Running Brand-New Gemma 4 12B on an 8-Year-Old GTX 1080 Ti: Speed, 3 Gotchas, and Why Q8 Beat Q4 on My Own Field

Running Gemma 4 12B on an old GTX 1080 Ti

TL;DR (Quick Answer)

Gemma 4 12B just dropped, so I ran it on a GTX 1080 Ti (Pascal, 2017) to see what an 8-year-old card does with a 2026 model. Real numbers, and a few honest surprises:

Speed: ~28 tok/s at Q4_K_M on a single 1080 Ti (~8 GB VRAM). The 12B fits one card, so the second GPU sits idle.
Three things broke before it worked: the GGUF is multimodal and its vision projector crashes Ollama; it's a reasoning model that hides its answer in a thinking channel; and Q4 produces visible token glitches.
The interesting part — Q4 vs Q8. I asked it real bioinformatics questions. At Q4 it answered concepts and code well but got a niche method (the HEIDI test) confidently backwards, with garbled characters sprinkled in.
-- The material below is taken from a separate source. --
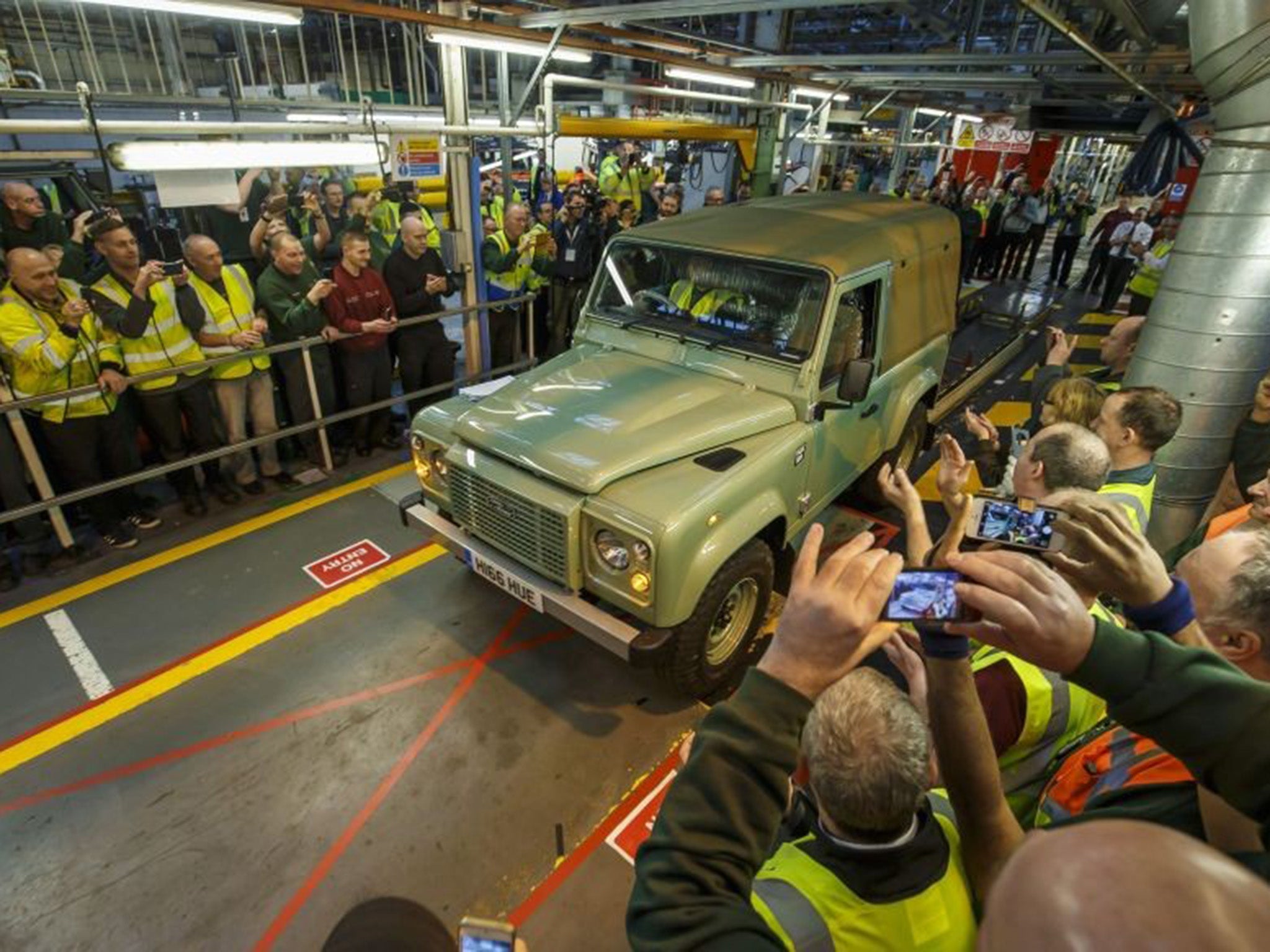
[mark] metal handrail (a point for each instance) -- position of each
(321, 423)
Going to Q8_0 (12.7 GB, split across both 1080 Tis, ~30% slower at ~19.5 tok/s) removed the glitches and fixed the wrong answer.

Bottom line: for chat and drafting, Q4 on one old card is genuinely usable. For work where details matter, the higher quant across two cards is worth the speed hit — and it's the one case where the second 1080 Ti finally earns its keep.

Setup

Hardware: 2× NVIDIA GTX 1080 Ti (11 GB each), Pascal cc 6.1, driver 581.57, via WSL2.
Runtime: Ollama 0.30.2. Gemma 4 isn't in Ollama's library yet, so I pulled the unsloth GGUF: ollama pull hf.co/unsloth/gemma-4-12b-it-GGUF:Q4_K_M.
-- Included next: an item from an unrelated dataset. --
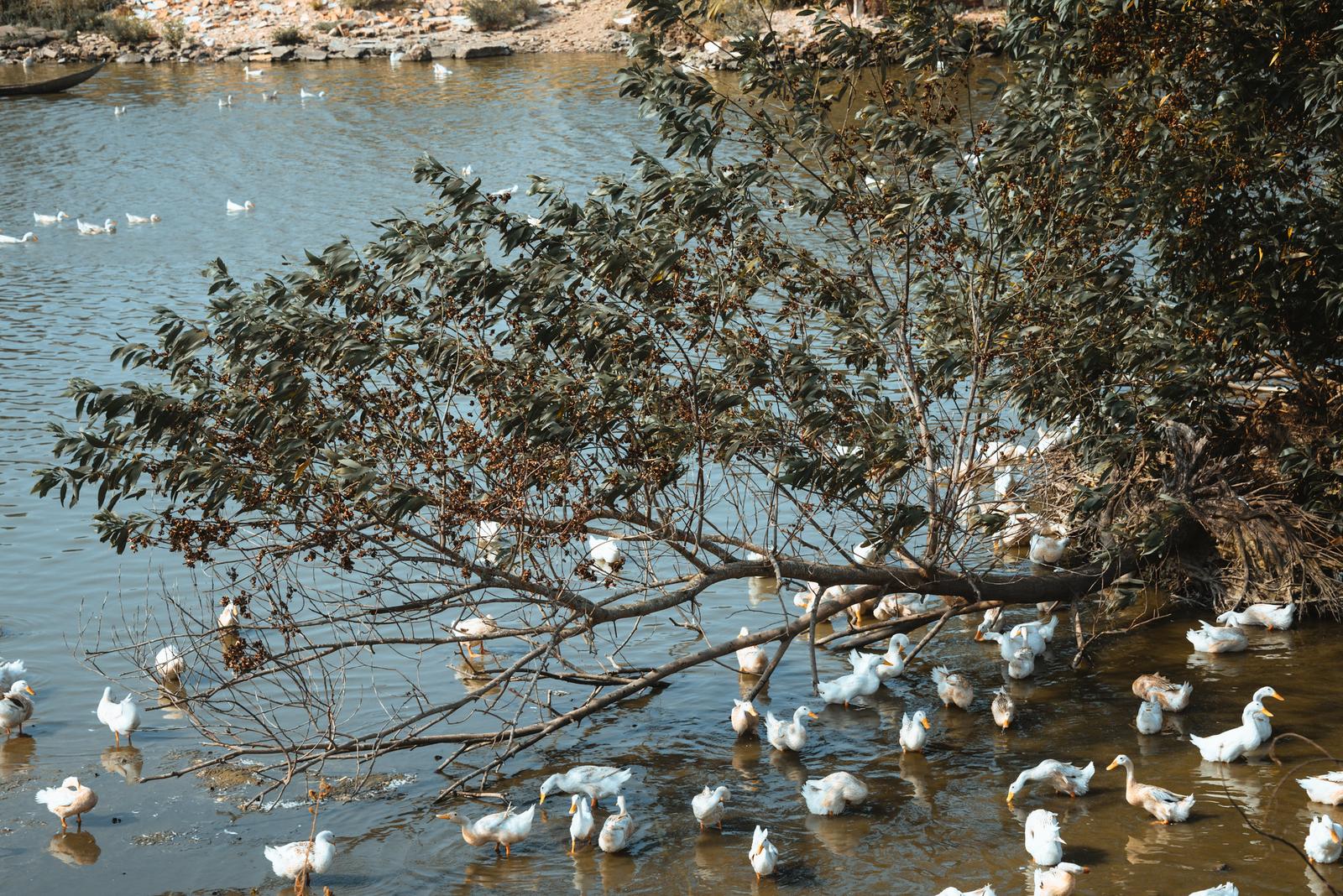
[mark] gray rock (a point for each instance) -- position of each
(483, 49)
The 3 things that broke first

1. It's multimodal — and the vision projector crashes Ollama. First generation returned nothing. The logs:

error: Failed to load CLIP model from .../blobs/sha256-7d10888...
llama-server process has terminated: exit status 1

Gemma 4 12B-it ships with a vision (CLIP) projector, and Ollama 0.30.2 fails to load it — taking down the whole model server. If you only want text, you have to strip the projector. Pull the model, then rebuild it text-only from the same blobs (no re-download):

ollama show --modelfile hf.co/unsloth/gemma-4-12b-it-GGUF:Q4_K_M > Gemma4.Modelfile
# delete the second `FROM ...` line — the mmproj/CLIP blob — keep only the text GGUF
ollama create gemma4-12b-text -f Gemma4.Modelfile

2. It's a reasoning model — your answer hides in thinking. With the text model, generation worked but content came back empty while eval_count was 200. The output was all going into the reasoning channel and getting cut off mid-thought at the token cap. Fix: disable thinking.

{ "model": "gemma4-12b-text", "think": false, "messages": [ ... ] }

With think: false, clean answers in ~10 seconds.

3. Q4 has visible token glitches. At Q4_K_M, prose came out with occasional garbled characters — literally self-さattention, ściindicates, stray Korean/Japanese codepoints injected mid-word. Code blocks were clean; only prose was affected. (Spoiler: Q8 fixes this.)

Speed (Q4, single 1080 Ti)

think: false, num_predict=256, measured via Ollama's API:

Generation: ~27.6 tok/s (27.5 / 27.6 / 27.7 — rock stable)
VRAM: ~8 GB on GPU0; GPU1 completely idle (0 MiB) — a 12B at Q4 fits one card, so the second GPU does nothing.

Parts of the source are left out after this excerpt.